Social isolation may be new to you because of retirement or widowhood.  People lose sight of the fact that even though they’re getting older, they still have control over their social life.  Get out and talk to your neighbors.  You might learn that you have common interests you can pursue together.

Here are a few other activities that can help you stay socially connected in retirement.

Volunteer – Volunteering is a great way to give back to the community.  Consider local hospitals, animal shelters, Habitat for Humanity, local libraries or other charitable organizations.

Get a part-time job – If you’ve left the pressures of a long career, you might find that a less stressful part-time job will help you find the balance you seek in retirement and create the social connections you’ve been seeking.

Community Center – Community centers, like the one here at Sanatoga Ridge, offer a variety of fun activities such as woodworking, pool, bocce, shuffle board and movie nights.

Join a club – There’s a whole world of people with interests similar to yours and they all can be found on the Internet.  Gardening, reading, playing cards and golf are just a few of the activities that people form clubs to pursue.
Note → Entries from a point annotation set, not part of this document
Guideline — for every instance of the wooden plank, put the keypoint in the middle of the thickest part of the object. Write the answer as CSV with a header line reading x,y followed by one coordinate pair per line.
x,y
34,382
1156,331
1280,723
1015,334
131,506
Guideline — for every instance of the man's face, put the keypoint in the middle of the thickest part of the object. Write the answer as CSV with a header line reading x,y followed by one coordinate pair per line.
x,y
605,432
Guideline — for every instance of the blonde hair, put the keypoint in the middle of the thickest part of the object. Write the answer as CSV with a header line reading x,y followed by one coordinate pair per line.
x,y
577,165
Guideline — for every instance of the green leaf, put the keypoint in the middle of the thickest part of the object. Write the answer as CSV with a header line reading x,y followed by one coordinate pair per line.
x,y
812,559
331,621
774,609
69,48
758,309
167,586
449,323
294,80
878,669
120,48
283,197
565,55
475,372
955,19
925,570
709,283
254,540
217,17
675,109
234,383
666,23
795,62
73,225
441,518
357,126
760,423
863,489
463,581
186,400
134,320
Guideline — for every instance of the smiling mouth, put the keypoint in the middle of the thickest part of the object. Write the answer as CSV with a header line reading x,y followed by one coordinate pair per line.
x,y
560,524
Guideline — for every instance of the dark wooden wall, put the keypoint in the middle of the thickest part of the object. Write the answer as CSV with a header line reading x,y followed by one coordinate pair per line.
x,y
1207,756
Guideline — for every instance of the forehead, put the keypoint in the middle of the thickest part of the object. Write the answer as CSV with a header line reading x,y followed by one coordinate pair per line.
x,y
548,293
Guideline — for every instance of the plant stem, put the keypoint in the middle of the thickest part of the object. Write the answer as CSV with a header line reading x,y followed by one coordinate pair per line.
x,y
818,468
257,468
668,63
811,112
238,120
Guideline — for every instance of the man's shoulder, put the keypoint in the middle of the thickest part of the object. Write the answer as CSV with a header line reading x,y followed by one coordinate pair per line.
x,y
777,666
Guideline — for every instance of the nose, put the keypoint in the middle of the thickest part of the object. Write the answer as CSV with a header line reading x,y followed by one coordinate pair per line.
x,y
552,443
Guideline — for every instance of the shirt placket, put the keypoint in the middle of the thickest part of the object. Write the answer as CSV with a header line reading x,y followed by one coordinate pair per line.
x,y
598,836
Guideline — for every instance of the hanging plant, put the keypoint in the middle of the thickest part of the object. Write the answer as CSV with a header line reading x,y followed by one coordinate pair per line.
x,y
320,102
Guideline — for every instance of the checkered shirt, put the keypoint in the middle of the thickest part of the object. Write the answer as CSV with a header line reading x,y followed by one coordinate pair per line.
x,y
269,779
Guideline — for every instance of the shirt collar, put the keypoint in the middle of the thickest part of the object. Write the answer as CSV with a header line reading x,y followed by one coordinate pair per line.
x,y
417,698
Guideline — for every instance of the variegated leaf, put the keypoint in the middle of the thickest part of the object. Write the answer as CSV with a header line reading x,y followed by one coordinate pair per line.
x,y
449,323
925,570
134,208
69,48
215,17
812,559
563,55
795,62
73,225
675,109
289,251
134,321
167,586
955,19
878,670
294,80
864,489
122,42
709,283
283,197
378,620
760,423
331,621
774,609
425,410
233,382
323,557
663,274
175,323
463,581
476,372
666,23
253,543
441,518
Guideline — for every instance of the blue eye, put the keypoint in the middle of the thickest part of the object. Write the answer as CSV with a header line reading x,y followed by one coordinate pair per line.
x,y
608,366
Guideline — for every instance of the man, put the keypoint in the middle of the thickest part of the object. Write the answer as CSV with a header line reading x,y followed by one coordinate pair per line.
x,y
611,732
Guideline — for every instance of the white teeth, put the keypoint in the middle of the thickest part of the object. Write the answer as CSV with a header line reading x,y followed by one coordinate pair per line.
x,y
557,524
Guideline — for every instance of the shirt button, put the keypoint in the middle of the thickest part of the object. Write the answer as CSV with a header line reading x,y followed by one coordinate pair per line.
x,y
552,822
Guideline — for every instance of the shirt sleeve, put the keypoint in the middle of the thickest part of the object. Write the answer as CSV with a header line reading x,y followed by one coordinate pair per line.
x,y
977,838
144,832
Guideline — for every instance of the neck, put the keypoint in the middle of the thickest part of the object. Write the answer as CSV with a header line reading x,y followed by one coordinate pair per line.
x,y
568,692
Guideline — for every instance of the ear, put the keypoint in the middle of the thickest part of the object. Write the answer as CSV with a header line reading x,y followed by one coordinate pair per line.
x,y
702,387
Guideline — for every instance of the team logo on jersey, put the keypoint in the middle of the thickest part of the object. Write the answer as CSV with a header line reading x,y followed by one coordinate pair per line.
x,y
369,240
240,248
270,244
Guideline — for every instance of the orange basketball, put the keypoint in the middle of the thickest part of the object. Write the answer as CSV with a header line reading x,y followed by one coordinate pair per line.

Pick an interest – new or old – and either learn from the experience, teach others what you know, or, do both.

Take a class – We are never too old to learn.  Many communities offer Continuing Education Classes are often geared toward seniors.  They can range anywhere from technology to cooking.

Social interaction for older adults is important for so many reasons, from physical health to emotional health.  Make the effort to maintain social connections.